The research focused on so-called anti-HLA antibodies. HLAs are proteins on the surface of white blood cells and other tissues; if a kidney donor's HLAs do not fully match a recipient's, the recipient's immune system will develop anti-HLA antibodies.
But while those antibodies may attack and severely injure the donor kidney in some patients, they may do little to no damage in others -- suggesting not all anti-HLA antibodies are bad news.
"What we've been grappling with is, what is a 'relevant' antibody?" Lappin said.
Based on the new findings, the anti-HLA antibodies that are a problem can be distinguished by whether they bind to an immune system protein called C1q. The 77 patients with C1q-binding antibodies were at much higher risk of having the donor kidney fail, according to the researchers.
Only 54 percent of those patients saw their kidney "survive" for five years, vs. about 94 percent of patients with either no anti-HLA antibodies or anti-HLA antibodies that did not bind to C1q.
An antibody's ability to bind to C1q is key because it activates a part of the immune system called the complement system, which helps antibodies fight foreign invaders.
The new findings suggest that measuring the "complement-binding" capacity of anti-HLA antibodies could help spot patients at particular risk of a donor kidney loss, according to the research team, led by Dr. Alexandre Loupy of the French national research institute INSERM.
The results are "intriguing" and "certainly advance the field," said Dr.
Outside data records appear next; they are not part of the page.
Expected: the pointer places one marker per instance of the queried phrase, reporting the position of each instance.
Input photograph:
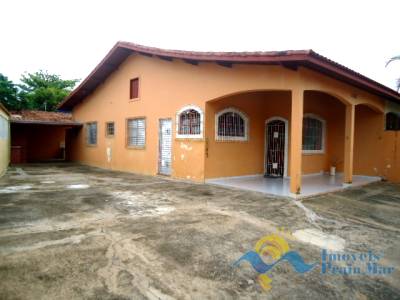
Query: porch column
(296, 140)
(349, 144)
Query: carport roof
(43, 118)
(291, 59)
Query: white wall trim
(285, 166)
(322, 151)
(190, 136)
(232, 138)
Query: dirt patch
(126, 236)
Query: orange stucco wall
(165, 87)
(222, 157)
(376, 151)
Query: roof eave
(307, 58)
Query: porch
(290, 136)
(313, 184)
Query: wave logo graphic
(275, 248)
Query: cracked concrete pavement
(75, 232)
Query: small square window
(91, 133)
(136, 132)
(134, 88)
(110, 129)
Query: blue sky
(70, 37)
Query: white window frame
(221, 138)
(88, 124)
(322, 151)
(189, 136)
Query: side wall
(4, 141)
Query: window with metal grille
(91, 133)
(110, 129)
(136, 132)
(231, 124)
(392, 121)
(313, 134)
(134, 88)
(189, 122)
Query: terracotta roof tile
(35, 116)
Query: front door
(275, 144)
(165, 144)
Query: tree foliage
(43, 91)
(9, 94)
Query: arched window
(231, 125)
(189, 122)
(313, 134)
(392, 121)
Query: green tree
(44, 91)
(391, 60)
(8, 94)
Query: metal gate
(275, 154)
(165, 141)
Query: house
(41, 136)
(215, 116)
(4, 139)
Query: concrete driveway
(75, 232)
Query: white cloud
(70, 37)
Lorraine Racusen, a pathology professor at Johns Hopkins University in Baltimore.
But there are still questions to answer before such testing comes into routine use, according to Racusen, who wrote an editorial published with the study.
A big one is whether C1q antibodies respond to therapy, and whether that will actually improve how patients fare, she said. There are potential ways to lower patients' antibody levels: One, Racusen said, is to filter them from the blood in a process called plasmapheresis; another is treatment with medications like intravenous immunoglobulin.
Racusen said that measuring this particular characteristic of patients' anti-HLA antibodies "adds some refinement" to gauging the risk of kidney loss. But, she added, "is this something that people need to implement now? No, I don't think so."
Lappin said she thinks the "most exciting" potential use could be in the period where doctors are trying to find a good donor-recipient match -- particularly for "sensitized" patients.
About 30 percent of people who need a donor kidney are considered sensitized, which means they have a high level of anti-HLA antibodies. They have those antibodies as a result of past exposure to foreign tissue -- either from a previous kidney transplant, or from another source, like a blood transfusion or pregnancy.
It's estimated that sensitized patients wait three to four times longer for a compatible kidney from a deceased donor, vs. non-sensitized patients.
When a potential donor kidney is found, doctors perform a "cross-match" test, which involves mixing a blood sample from the recipient with blood cells from the donor. If the result is "positive," that means the patient has anti-HLA antibodies against that donor's tissue.
In those cases, patients may be able to have the anti-HLA antibodies removed, in what doctors call "desensitization." Even after that process, though, the donor organ can still be rejected, and the cost of desensitization ranges from $20,000 to $30,000 -- which may or may not be covered by insurance.
But Lappin said the new results present the possibility that if patients' antibodies are not of the C1q-binding variety, the donor kidney could still be suitable.
"That could potentially give sensitized patients more options," she said.
In the United States, almost 98,000 people are currently on the waiting list to get a donor kidney, according to the Organ Procurement and Transplantation Network.